Keith Jones’ understanding manifests in antiracist curricula that equip students with the vocabulary and understanding they need to “dislodge systemic racism, a pillar of UMass Boston’s approach to education.”
The administration’s understanding manifests in the termination of professors that take the alleged values of the university off of the school’s website and into the classroom. The termination of Keith Jones makes it clear that the university’s administration is perfectly content with UMass Boston continuing to be a site of ideological reproduction for the state, in order to integrate the next generation into the present system.
The present system is one that detains and deports my classmates. It is one that drops bombs on school girls. It is one that funds a genocide. Keith’s pedagogy is always rooted in facing our material reality, and imparts lessons from history that give us the confidence to go out of the classroom and into the streets to change that reality.
This desire to change reality is what put a target on his back. Provost Joe Berger, who has a salary of $360,447, obscures the truth through vague language gesturing at a lack of funding by saying Keith’s — whose salary is less than 20% of $360,000 — termination comes from the need to “responsibly steward CLA’s resources and funding.” I believe that knowledge of the history of the labor struggle shows that this termination happened due to Keith’s unwavering support of all of the university’s workers.

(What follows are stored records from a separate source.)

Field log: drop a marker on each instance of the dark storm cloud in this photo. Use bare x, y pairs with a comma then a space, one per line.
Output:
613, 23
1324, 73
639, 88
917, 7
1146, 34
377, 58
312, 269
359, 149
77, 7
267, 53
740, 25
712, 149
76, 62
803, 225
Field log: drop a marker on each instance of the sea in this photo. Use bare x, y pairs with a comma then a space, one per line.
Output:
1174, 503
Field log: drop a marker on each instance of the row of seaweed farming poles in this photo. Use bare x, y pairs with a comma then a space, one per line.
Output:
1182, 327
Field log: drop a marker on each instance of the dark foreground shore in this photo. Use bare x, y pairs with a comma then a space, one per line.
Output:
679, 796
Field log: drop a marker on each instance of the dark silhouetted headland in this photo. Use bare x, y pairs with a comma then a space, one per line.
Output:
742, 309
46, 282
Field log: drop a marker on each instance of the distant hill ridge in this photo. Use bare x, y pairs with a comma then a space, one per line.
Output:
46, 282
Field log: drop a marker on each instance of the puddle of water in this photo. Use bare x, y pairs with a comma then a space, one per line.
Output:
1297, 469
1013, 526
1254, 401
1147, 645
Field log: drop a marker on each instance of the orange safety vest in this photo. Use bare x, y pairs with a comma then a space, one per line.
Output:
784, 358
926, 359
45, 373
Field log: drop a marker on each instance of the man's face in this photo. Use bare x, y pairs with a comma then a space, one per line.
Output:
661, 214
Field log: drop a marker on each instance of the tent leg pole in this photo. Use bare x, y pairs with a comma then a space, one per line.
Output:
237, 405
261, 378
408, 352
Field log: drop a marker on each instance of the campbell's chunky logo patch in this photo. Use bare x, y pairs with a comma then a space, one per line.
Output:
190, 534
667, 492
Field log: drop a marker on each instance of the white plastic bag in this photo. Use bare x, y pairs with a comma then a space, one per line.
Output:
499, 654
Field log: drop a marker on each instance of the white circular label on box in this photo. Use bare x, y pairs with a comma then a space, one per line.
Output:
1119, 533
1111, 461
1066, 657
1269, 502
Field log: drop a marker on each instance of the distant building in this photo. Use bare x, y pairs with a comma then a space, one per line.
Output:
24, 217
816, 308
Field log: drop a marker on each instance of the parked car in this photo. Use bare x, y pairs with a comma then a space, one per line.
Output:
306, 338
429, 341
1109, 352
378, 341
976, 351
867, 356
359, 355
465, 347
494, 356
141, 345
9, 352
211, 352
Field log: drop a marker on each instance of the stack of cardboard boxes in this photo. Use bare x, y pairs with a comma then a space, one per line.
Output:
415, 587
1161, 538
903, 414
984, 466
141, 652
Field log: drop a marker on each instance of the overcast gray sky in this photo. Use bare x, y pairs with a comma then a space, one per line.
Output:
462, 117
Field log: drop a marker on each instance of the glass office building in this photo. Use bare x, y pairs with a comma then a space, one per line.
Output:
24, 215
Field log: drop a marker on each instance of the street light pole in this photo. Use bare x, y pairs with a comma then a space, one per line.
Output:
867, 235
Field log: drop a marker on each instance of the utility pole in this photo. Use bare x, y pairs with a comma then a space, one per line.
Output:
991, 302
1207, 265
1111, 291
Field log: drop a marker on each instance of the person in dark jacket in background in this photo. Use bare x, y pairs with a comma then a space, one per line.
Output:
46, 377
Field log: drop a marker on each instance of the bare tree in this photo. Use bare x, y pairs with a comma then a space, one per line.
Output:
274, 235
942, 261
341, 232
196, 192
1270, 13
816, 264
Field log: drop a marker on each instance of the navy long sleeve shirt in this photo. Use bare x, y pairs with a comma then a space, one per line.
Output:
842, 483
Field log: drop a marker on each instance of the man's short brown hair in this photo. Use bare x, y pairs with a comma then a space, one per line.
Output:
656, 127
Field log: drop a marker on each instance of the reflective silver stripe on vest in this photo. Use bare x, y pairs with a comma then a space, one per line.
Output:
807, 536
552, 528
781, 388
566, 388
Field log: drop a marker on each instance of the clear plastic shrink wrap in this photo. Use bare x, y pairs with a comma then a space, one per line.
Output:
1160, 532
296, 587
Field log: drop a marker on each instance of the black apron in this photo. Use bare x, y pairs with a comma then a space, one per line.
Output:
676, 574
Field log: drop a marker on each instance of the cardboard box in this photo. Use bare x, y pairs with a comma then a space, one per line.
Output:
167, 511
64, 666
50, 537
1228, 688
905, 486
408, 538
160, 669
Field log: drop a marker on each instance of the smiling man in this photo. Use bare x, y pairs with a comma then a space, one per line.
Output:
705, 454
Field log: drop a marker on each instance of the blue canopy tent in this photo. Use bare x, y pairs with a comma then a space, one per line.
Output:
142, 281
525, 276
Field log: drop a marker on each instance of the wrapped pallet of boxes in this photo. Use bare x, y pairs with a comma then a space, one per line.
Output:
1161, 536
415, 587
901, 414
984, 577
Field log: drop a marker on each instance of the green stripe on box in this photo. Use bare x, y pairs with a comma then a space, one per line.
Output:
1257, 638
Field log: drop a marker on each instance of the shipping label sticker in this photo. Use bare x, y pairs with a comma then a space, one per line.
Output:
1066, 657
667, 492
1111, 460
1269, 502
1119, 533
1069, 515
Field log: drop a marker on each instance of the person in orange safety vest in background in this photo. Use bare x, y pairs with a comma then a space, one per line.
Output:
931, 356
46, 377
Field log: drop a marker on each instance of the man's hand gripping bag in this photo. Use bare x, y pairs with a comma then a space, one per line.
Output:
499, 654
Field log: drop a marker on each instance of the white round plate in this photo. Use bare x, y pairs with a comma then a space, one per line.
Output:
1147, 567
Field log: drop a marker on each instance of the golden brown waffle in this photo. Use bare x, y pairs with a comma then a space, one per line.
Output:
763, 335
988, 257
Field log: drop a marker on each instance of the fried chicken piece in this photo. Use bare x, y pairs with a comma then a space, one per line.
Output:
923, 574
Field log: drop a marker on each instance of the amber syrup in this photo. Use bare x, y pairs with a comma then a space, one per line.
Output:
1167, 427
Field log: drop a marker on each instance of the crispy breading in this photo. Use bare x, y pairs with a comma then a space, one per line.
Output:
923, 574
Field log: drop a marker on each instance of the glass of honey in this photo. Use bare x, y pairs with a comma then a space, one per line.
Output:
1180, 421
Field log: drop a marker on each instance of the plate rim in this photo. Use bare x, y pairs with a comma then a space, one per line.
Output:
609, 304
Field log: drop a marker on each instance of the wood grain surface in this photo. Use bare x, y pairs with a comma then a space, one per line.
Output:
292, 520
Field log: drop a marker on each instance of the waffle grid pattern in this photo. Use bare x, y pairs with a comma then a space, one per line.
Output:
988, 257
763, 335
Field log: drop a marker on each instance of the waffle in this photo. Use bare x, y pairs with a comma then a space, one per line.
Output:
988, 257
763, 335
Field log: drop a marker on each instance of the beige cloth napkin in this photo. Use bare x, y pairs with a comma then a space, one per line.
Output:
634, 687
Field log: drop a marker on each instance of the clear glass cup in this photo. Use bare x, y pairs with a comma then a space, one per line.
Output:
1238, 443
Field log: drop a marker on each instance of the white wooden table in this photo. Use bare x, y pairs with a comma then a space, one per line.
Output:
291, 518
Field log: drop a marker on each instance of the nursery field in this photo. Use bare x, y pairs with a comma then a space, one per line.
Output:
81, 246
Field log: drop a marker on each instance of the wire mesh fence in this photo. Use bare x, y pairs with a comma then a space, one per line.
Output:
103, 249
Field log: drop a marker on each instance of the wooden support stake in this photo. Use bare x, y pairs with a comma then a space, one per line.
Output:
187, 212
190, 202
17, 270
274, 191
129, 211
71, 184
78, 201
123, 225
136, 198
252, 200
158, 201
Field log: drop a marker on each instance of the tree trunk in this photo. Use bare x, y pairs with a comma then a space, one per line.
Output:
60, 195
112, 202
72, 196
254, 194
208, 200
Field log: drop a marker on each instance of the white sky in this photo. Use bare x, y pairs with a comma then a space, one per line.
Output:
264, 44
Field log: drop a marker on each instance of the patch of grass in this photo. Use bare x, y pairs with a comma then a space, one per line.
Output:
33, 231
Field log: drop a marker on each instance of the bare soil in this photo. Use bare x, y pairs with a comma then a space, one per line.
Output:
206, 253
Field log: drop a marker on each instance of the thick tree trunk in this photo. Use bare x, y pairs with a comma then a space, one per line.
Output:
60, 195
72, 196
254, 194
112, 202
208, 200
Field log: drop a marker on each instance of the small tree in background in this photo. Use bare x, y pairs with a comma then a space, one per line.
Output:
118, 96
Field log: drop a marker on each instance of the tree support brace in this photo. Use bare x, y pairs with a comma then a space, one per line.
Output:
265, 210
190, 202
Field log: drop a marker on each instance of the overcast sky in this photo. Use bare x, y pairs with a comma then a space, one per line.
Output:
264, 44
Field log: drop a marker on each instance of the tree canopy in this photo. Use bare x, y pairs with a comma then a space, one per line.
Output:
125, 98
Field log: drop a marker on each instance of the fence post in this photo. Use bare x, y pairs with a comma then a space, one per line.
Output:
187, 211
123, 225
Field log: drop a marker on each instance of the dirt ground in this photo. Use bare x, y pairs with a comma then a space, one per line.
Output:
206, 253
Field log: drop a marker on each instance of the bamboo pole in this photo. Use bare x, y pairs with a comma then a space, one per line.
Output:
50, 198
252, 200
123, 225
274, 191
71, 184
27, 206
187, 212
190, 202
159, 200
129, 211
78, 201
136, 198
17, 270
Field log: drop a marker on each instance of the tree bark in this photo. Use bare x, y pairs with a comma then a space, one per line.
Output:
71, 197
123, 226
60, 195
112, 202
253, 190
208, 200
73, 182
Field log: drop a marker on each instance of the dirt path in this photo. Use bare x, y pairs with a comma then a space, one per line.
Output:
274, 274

The administrators of our university pay associate lecturers $5,800 per course, a raise wrested from admin after years of struggle, compared to $8,125 at UMass Amherst. Keith, a member of the Faculty Staff Union’s executive committee, has been at the forefront of this struggle. He fiercely advocates for worker’s rights on campus. No doubt this is what led to his termination, and no amount of flowery language about “stewardship” will hide the fact that his termination is another act of union-busting by the administration. These blatant attacks on the living standards of the people who make the university run need to be actively struggled against by workers and students alike.
The administration is about to commit a serious error, but I have faith in the community of workers and students on campus. I urge that community to organize themselves around the reinstatement of Keith Jones.